According to the Times, the search is being spearheaded by Nemi’s mayor Alberto Bertucci. “If it’s down there, and it’s that long, then we are talking about the world’s first luxury cruise ship. Every emperor had a villa — but Caligula demanded floating villas complete with columns, hot water, gold and mosaics.”
Divers have started exploring the lake, which is 30 km from Rome, with high-tech sonar and scans to find items potentially buried far beneath the muddy bottom of the lake. It is expected that by the end of the next week, authorities should be able to say for definite whether there is another of Caligula’s ships there. If so, it should be well preserved, even after 2000 years.
Two of Caligula’s pleasure barges were already found in the lake in the early 20th century but were destroyed during World War II. Some scholars have cast doubt on the mayor’s claims that the lake is home to a third ship, suggesting the announcement could be to get the town some publicity. However, oral testimony from 16th century divers say that an even longer boat lies undiscovered beneath the surface.
It’s not the first time authorities in Nemi have publicised a connection with one of history’s most famous bad boys. In 2011 they announced they had found Caligula’s lost tomb after a thief was caught attempting to smuggle out broken pieces of statue believed to be depicting the emperor. While Caligula was thought to have a residence in the town, there appears to be no evidence of him being buried there, especially as sources from the time say he was cremated in Rome immediately after his death.

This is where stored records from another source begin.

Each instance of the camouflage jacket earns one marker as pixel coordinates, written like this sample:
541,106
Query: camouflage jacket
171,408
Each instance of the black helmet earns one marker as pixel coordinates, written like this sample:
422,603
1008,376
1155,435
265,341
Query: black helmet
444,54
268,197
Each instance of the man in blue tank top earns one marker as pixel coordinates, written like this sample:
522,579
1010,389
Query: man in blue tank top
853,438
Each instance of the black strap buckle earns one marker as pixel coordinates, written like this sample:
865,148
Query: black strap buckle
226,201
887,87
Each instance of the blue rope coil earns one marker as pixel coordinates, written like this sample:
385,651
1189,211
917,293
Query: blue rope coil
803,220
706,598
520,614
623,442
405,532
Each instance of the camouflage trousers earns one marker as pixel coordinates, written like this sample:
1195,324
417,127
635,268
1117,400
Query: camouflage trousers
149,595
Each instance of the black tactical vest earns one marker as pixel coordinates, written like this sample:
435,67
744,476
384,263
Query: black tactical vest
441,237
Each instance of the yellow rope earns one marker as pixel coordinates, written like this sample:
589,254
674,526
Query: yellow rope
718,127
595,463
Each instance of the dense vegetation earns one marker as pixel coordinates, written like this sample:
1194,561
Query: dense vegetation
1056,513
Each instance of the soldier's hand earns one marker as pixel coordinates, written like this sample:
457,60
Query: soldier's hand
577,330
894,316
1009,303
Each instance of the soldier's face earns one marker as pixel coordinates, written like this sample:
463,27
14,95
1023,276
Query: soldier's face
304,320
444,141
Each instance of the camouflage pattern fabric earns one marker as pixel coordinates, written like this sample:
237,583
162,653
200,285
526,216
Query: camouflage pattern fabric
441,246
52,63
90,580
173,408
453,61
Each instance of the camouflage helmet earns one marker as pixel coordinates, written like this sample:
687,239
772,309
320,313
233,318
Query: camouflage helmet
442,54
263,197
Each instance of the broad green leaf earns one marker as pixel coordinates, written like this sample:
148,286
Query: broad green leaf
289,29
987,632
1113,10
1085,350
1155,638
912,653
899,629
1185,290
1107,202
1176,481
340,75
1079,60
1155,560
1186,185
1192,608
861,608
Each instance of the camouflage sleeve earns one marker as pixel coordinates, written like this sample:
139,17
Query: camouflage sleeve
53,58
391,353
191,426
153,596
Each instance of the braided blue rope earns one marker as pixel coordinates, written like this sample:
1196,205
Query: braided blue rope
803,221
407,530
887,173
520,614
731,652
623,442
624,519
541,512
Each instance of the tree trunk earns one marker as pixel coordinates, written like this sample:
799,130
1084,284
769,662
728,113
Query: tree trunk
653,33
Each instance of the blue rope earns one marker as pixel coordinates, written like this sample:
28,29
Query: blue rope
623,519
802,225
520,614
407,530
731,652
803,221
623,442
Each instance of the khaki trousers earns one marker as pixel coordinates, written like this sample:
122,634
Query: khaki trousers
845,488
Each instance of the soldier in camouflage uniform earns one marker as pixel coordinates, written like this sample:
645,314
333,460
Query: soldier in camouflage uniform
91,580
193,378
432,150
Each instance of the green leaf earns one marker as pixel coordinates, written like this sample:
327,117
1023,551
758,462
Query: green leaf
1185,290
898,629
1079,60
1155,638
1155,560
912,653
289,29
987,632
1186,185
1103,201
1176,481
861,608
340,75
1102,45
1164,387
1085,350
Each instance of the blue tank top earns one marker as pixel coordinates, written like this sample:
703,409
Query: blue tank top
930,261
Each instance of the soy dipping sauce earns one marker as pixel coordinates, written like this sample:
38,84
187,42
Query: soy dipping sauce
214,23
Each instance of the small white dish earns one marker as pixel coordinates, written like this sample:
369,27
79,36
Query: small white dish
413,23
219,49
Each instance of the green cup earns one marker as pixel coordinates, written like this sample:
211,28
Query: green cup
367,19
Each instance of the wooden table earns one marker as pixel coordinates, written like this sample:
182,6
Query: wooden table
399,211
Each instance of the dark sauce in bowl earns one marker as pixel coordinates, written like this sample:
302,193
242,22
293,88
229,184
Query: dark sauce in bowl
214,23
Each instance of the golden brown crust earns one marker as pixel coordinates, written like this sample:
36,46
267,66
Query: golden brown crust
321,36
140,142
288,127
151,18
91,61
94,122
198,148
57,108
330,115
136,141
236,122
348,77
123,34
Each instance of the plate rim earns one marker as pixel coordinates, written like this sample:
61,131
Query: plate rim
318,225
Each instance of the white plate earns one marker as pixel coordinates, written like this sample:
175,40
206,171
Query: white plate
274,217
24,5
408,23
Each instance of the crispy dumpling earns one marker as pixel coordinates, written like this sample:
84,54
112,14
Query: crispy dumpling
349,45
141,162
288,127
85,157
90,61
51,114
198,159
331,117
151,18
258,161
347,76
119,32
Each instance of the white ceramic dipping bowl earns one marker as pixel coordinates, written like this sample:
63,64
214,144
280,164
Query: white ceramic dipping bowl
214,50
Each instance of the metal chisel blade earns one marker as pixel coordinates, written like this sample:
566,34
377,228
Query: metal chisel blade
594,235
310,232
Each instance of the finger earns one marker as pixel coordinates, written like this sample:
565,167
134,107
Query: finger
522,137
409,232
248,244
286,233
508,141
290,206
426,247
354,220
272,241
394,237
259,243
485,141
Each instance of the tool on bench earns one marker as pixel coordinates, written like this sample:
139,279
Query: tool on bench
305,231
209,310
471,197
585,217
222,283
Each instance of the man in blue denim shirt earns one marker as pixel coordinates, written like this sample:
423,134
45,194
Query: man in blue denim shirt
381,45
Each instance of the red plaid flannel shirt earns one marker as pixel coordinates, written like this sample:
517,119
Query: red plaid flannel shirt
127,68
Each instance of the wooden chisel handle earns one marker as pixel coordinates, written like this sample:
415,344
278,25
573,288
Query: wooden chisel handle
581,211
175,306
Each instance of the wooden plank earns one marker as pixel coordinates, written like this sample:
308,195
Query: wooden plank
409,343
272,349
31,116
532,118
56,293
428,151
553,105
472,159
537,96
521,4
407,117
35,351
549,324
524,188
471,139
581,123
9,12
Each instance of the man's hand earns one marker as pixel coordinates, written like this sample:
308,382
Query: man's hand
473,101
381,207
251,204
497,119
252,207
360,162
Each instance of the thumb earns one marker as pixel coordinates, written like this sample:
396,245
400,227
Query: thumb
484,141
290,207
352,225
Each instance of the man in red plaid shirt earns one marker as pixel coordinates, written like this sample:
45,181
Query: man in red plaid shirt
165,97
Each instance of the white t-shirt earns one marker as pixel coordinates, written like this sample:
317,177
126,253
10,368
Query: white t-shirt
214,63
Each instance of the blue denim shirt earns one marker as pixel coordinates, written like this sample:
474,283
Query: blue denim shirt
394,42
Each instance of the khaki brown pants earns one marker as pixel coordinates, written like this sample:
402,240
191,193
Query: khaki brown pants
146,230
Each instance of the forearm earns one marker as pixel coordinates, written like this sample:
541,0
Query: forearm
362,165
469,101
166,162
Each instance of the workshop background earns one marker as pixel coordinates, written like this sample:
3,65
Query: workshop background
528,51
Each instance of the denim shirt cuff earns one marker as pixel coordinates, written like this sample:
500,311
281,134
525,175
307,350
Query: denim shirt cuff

Despite this, Caligula continues to fascinate the public as one of the most notorious ancient Roman historical figures. During his deeply unpopular reign he had a reputation for depravity, with some stories have him mercilessly throwing random audience members into the arena to be eaten by wild animals, committing incest with his sisters and making his horse a priest. While it’s lost to time exactly which of these stories is true, he was assassinated in 41 AD after a financial crisis and public feud with the Senate.